Abstract

Background: Tissue ischemia leads towards a significant depletion of cellular high-energy compounds. Kinins stabilize the pool of cellular high-energy compounds during ischemia and reperfusion. Their protective action mechanism remains partially understood. The purpose of this study was to determine the influence of kinins on the activity of selected Krebs cycle and pentose phosphate pathway enzymes as well as on levels of cellular high-energy compounds during ischemia and reperfusion.

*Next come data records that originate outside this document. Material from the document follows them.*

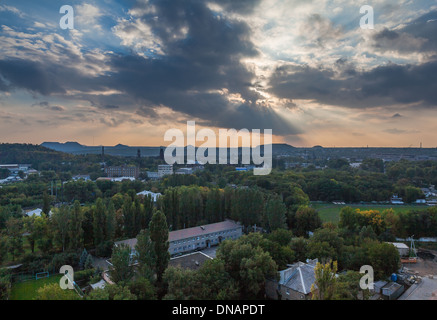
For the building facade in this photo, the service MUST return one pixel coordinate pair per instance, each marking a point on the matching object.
(165, 169)
(191, 239)
(294, 283)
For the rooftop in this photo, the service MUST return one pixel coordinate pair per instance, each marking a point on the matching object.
(191, 232)
(299, 277)
(191, 261)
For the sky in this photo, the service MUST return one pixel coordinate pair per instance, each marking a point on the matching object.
(131, 70)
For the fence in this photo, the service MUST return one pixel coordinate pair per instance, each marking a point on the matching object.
(26, 276)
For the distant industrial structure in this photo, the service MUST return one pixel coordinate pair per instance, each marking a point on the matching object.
(123, 171)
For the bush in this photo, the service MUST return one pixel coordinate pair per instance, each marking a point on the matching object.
(65, 258)
(104, 249)
(84, 275)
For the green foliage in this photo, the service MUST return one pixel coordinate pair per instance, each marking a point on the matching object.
(145, 255)
(249, 266)
(275, 211)
(304, 220)
(54, 292)
(112, 292)
(325, 284)
(121, 269)
(159, 236)
(142, 289)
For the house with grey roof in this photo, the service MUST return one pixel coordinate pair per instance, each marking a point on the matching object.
(294, 282)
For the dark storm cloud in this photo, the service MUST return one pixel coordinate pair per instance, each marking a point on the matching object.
(382, 86)
(202, 54)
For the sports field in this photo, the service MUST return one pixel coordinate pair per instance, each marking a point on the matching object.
(331, 212)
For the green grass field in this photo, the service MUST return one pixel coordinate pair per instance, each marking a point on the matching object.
(331, 212)
(27, 290)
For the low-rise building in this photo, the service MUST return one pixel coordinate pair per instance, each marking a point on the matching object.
(165, 169)
(294, 282)
(196, 238)
(122, 171)
(145, 193)
(402, 248)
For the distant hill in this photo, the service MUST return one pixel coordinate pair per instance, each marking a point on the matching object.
(131, 151)
(14, 153)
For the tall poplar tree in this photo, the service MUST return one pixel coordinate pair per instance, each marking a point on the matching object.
(159, 236)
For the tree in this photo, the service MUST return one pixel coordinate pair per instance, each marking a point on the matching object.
(143, 289)
(325, 283)
(5, 284)
(14, 227)
(159, 236)
(3, 248)
(112, 292)
(61, 223)
(43, 234)
(121, 270)
(249, 266)
(214, 283)
(129, 217)
(348, 287)
(75, 229)
(145, 255)
(181, 284)
(300, 248)
(54, 292)
(83, 258)
(29, 223)
(46, 203)
(275, 211)
(384, 258)
(306, 219)
(99, 222)
(89, 262)
(111, 222)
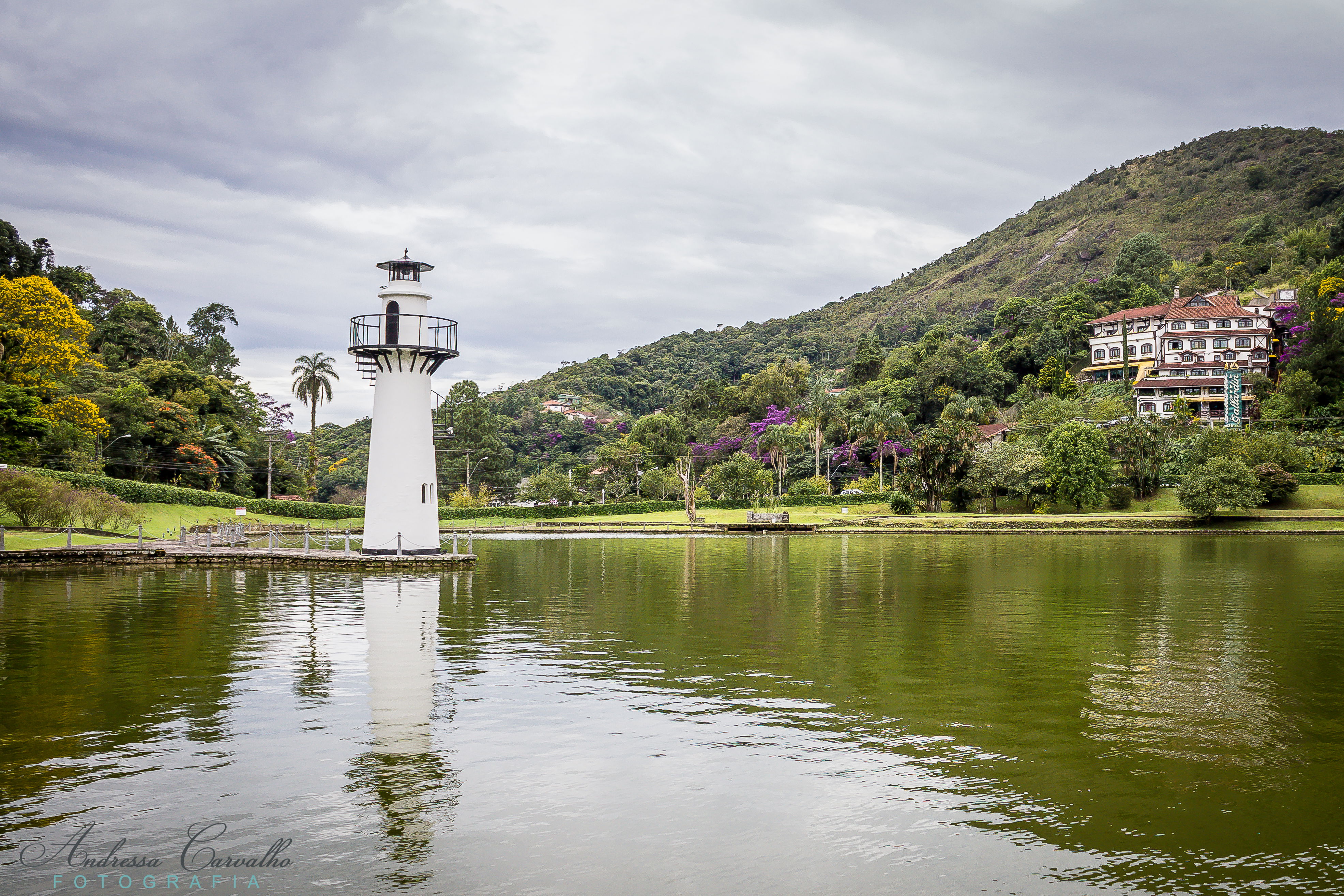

Material/Methods: We used an experimental model of ischemia-reperfusion in the rats hind limb. Placebo, bradykinin, captopril or captopril with bradykinin receptor antagonists were administered intraperitoneally before reperfusion. We measured the levels of adenine nucleotides as well as isocitrate dehydrogenase (EC 1.1.1.42) and glucose-6-phosphate dehydrogenase activities (EC 1.1.1.49) in skeletal muscles during ischemia and the 1st, 3rd and 10th minute of reperfusion.
Results: Ischemia-reperfusion led to a significant reduction of adenyl nucleotide levels and enzymes activities. The administration of captopril and bradykinin produced a significant decrease of measured values. Bradykinin receptor antagonists suppressed the beneficial influence of captopril.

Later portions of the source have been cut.